Then I think the nature of security is – where was I going with this? Yes, bear with me. So, we’ve been trying to do that right for years. I mean, in the 70s and 60s and probably even before then, we’ve been trying to get that just rightness. The thing that changed in the 80s was distributed systems, and then the 90s obviously the internet. I think what we’re seeing with microservices is finally we’re getting to a point where we can both do the just right thing, and we can build them in a massively scalable distributed way. So, it’s easy for people like me to go – sit on the outside as observers and go, oh, well, it’s just what we had before, but actually, I think we are at a different point.
Yeah, I think one of the things that we’ve added with this containerization of microservices is the idea of scaling different bits of function independently. I think that’s one of the real strengths of this kind of cloud native approach. You don’t have to take your giant monolith and scale the whole thing. You can just scale up the parts of the software that are actually busy at any given moment. I mean, I think that’s a huge strength of this kind of architecture.
So, I’m going to try and say I understood that. I was like heads up, everyone. Before I did this podcast, I said I’d occasionally play the incompetent. And I think this is one of those moments, so bear with me. So, what we get with containers is not just the fact that you can have a separate units of codes that can be separately deployed, but also, then we can duplicate it and sort of scale it out, if you like, that old model of distribution by having multiple versions of the same thing. Am I on the right track?

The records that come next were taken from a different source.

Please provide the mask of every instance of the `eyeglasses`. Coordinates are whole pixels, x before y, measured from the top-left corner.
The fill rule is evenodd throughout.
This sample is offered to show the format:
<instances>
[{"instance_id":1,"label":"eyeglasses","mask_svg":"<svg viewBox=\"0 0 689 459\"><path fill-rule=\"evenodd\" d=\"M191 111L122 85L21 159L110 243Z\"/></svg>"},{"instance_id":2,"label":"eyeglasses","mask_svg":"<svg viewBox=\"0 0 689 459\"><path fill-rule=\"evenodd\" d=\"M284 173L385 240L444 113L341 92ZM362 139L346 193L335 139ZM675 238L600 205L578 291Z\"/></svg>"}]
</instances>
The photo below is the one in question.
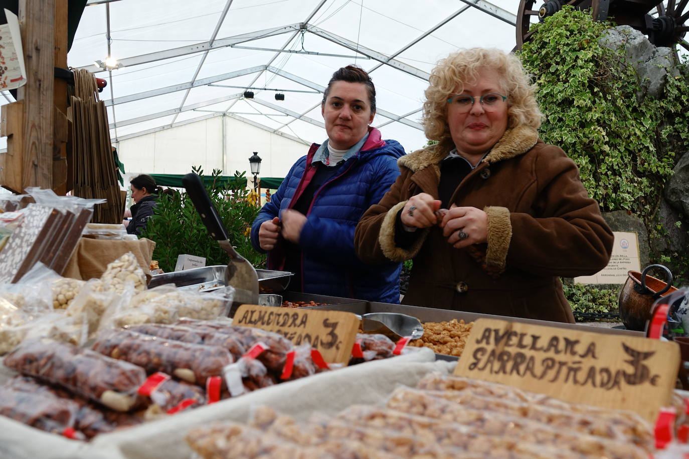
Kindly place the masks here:
<instances>
[{"instance_id":1,"label":"eyeglasses","mask_svg":"<svg viewBox=\"0 0 689 459\"><path fill-rule=\"evenodd\" d=\"M486 111L495 111L502 108L505 105L507 98L497 92L491 92L484 94L479 98L481 106ZM468 94L459 94L453 96L447 100L447 103L453 104L456 107L460 113L466 113L473 107L476 98Z\"/></svg>"}]
</instances>

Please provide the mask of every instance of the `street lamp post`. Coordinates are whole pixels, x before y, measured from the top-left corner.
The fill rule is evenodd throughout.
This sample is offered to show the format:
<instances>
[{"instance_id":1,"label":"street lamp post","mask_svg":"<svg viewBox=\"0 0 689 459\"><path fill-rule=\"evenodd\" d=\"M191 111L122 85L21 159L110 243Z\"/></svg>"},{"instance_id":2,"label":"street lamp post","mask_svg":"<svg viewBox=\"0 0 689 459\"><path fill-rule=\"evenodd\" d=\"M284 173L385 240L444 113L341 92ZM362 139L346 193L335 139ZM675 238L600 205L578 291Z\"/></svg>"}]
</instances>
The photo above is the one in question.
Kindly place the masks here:
<instances>
[{"instance_id":1,"label":"street lamp post","mask_svg":"<svg viewBox=\"0 0 689 459\"><path fill-rule=\"evenodd\" d=\"M260 204L260 196L258 195L258 173L260 172L260 156L258 156L258 151L254 151L254 154L249 158L251 173L254 174L254 191L258 196L257 200L259 204Z\"/></svg>"}]
</instances>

Oh, thank God. I have never done this. I mean, I’ve done a bit of PHP recently, but this is beyond my tent. So, carry on, please.
So, I guess you can think about – oh, I don’t know. Let’s say you’re running an e-commerce website and you have maybe some back end processing that you do around stock. I don’t know, maybe updating levels of stock, and most of the time that back end processing isn’t really doing very much. So you don’t need many resources dedicated to it. But if you suddenly get, I don’t know, a new delivery of stock – I’m not quite sure how this matter will go. You suddenly need to process all that stock. You can spin up the containers that run the code that deal with updating your stock levels and just temporarily while you need to do that work. Meanwhile, your order processing may be whatever. When you’re busy on Black Friday, you’d have a whole load of containers scaling up around payments and taking orders.So being up to scale at different parts of your system independently according to demand, it’s a real benefit of this architecture.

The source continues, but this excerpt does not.